Editions rue d'Ulm, 2004, 840 p. index |
Les travaux rassemblés dans cet ouvrage donnent à entrevoir une manière riche et rigoureuse d'envisager les modes de production littéraires. Chaque contribution permet de mieux lire les oeuvres des auteurs évoqués. Cela va du travail de documentation encyclopédique de Flaubert qui atteint des proportions gigantesques avec Bouvart et Pecuchet aux méthodes de relectures des marges élaborées par Stendhal (le livre fonctionnant alors comme bloc-notes). Le chapitre sur Nietzsche décrit l'incroyable falsification de l'oeuvre pratiquée par sa soeur afin de s'attirer les bonnes grâces des lecteurs nazis. L'histoire de l'édition des oeuvres de Nietzsche s'achève par un travail de catalogage regroupant les facsimilés des manuscrits et des premières éditions (travail collectif, en accès gratuit sur le Web : "Hypernietzsche"). Le numérique apporte à l'analyse littéraire une manière plus rigoureuse, plus précise, vérifiable de lire un auteur (cf. l'édition récente de Molière).
Recomposer la vie de la production littéraire, la dialectique complexe des lectures et de l'écriture à travers les traces des compilations, les annotations, des ouvrages accumulés. Les enseignants de littérature et de philosophie trouveront dans ce livre de quoi les aider à expliquer et exposer la genèse des oeuvres de manière plus convaincante. Ce travail laisse entrevoir ce que l'édition numérique apportera à la compréhension des oeuvres. Mais dans le livre numérique, pas de fleurs fanées !

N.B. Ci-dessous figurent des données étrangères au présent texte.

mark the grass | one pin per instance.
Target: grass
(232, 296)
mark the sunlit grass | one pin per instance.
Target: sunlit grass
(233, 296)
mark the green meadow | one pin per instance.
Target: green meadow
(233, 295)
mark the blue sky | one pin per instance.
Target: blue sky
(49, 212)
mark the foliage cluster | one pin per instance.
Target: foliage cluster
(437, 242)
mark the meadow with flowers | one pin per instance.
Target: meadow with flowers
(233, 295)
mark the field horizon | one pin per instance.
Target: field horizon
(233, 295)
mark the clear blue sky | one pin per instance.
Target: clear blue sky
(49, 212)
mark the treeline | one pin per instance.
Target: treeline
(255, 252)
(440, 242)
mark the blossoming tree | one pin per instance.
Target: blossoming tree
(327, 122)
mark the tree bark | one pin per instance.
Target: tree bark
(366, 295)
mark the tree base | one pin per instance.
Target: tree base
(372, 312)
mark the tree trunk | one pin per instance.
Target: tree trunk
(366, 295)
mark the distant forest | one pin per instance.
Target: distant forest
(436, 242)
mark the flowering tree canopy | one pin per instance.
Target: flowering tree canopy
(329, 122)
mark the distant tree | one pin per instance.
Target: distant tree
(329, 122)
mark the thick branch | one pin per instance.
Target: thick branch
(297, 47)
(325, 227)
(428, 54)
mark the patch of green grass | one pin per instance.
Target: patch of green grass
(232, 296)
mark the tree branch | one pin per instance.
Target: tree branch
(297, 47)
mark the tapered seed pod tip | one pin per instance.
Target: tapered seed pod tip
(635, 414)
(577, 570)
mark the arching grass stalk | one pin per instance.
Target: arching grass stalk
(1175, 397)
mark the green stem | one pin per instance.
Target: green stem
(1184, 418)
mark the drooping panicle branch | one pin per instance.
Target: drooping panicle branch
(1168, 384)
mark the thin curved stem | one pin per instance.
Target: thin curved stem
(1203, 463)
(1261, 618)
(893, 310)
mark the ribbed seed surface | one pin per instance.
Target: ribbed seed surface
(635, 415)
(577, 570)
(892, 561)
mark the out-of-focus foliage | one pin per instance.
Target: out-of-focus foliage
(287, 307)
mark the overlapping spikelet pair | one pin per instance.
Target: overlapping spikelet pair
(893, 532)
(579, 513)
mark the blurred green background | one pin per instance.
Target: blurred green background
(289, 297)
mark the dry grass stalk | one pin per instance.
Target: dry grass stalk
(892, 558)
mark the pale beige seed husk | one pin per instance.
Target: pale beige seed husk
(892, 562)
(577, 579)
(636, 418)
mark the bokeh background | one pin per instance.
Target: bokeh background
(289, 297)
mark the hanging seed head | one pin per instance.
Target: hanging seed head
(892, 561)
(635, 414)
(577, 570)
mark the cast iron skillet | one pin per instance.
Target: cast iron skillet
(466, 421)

N.B. Pour illustrer l'intérêt de connaître la bibliothèque d'un écrivain pour en comprendre l'oeuvre, signalons le remarquable travail accompli pour Paul Celan, "lecteur de philosophie", travail plurilingue (surtout allemand et français, mais aussi grec et russe) ; ces lectures rassemblées et classées éclairent les lecteurs actuels du poète.